The Ayacucho block 1 and the BCV
One
aspect that is also being assessed by the legal consultancies of
PDVSA’s partner companies is the announcement revealing that the Central
Bank of Venezuela (BCV) will be transferred part of the oil reserves
after President Maduro informed the issuing agency will be granted the
Ayacucho block 1 in the Orinoco Oil Belt. However, they are waiting for
the national Executive or the BCV itself to report the scope of this
transfer on a field on which the recoverable volumes of crude oil are
unclear.
“The
Maduro government has insisted that Petro will be backed by oil
reserves.

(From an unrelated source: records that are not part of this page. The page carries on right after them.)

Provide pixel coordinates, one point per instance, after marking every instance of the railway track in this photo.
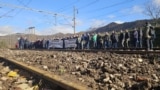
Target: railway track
(53, 80)
(69, 60)
(118, 51)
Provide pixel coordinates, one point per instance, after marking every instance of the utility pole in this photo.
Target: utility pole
(55, 16)
(74, 19)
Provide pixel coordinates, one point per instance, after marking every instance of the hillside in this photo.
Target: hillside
(126, 25)
(10, 40)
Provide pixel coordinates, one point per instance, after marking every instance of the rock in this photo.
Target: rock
(45, 67)
(140, 59)
(21, 80)
(77, 67)
(4, 78)
(106, 79)
(23, 86)
(73, 73)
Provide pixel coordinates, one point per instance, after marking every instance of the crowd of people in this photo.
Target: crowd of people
(136, 38)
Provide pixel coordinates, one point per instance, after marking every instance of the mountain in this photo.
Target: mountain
(123, 26)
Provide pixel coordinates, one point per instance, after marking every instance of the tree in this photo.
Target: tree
(153, 10)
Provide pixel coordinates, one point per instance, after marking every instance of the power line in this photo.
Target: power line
(34, 10)
(65, 7)
(89, 4)
(115, 11)
(116, 4)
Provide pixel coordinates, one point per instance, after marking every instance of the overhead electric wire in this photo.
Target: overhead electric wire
(89, 4)
(5, 14)
(113, 5)
(66, 6)
(115, 11)
(34, 10)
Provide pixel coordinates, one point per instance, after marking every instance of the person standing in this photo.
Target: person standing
(127, 38)
(114, 39)
(135, 38)
(122, 39)
(106, 40)
(140, 37)
(147, 35)
(153, 36)
(21, 43)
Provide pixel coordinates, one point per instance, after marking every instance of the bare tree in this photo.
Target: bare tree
(152, 10)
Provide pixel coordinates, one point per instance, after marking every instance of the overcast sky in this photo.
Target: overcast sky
(18, 15)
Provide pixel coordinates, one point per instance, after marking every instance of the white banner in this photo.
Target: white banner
(70, 43)
(56, 44)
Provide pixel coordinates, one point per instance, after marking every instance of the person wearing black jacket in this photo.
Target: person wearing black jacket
(122, 39)
(127, 38)
(114, 39)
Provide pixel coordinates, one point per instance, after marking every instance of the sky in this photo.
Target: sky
(54, 16)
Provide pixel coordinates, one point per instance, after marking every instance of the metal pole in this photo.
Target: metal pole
(74, 19)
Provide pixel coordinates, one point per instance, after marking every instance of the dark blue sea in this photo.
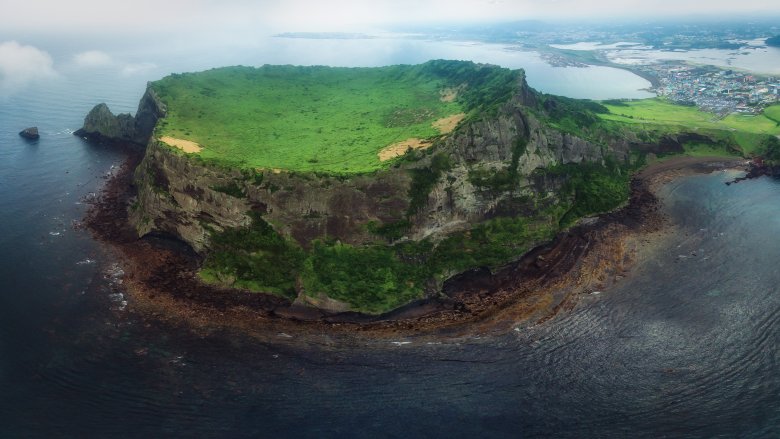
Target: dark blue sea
(687, 345)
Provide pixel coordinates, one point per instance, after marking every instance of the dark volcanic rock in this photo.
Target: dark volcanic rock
(30, 133)
(102, 125)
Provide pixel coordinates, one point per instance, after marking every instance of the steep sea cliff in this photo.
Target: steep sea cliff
(495, 166)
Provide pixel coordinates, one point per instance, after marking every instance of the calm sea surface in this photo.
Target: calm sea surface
(687, 346)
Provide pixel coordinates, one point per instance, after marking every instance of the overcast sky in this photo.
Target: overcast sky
(308, 15)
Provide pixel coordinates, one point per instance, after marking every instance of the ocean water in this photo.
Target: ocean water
(687, 346)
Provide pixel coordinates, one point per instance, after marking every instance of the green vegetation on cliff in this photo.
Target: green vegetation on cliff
(322, 118)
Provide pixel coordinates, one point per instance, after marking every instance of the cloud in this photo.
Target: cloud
(21, 64)
(92, 58)
(134, 68)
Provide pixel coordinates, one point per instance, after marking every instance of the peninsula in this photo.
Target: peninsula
(344, 190)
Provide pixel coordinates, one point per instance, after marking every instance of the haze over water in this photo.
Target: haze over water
(685, 347)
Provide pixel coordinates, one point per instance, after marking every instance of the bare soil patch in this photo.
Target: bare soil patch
(445, 125)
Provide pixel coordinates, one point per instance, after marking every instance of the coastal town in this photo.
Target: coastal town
(712, 89)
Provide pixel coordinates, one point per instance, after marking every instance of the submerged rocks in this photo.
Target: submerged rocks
(30, 133)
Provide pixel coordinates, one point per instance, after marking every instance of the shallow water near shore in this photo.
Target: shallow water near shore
(685, 346)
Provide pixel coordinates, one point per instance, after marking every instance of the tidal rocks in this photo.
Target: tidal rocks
(30, 133)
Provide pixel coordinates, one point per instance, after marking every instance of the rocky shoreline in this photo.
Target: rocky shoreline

However, the reality and the legal framework show that oil
cannot be used as a collateral to back a cryptocurrency, and this is
stated in the current Hydrocarbons Law that establishes they are
inalienable and imprescriptible,” Beracha said. “It’s surprising the
proposal that the Central Bank transfers through PDVSA a complete block
of oil reserves certified at 29.298 billion dollars, located in the
Orinoco Belt because it is unclear if it is part of the assets of the
issuing agency or if they intend to use it as a backup to request an
international loan and reduce the financial cost,” he adds.
According
to the chief economist of Torino Capital, two interpretations refer to
the transfer of oil reserves to the BCV, but both breach the
Constitution: the first, listing those volumes of crude as part of
international reserves, but it would have no effect since they cannot be
exchanged; the second has to do with the possible intention of the
Government to transform that property into a negotiable financial asset.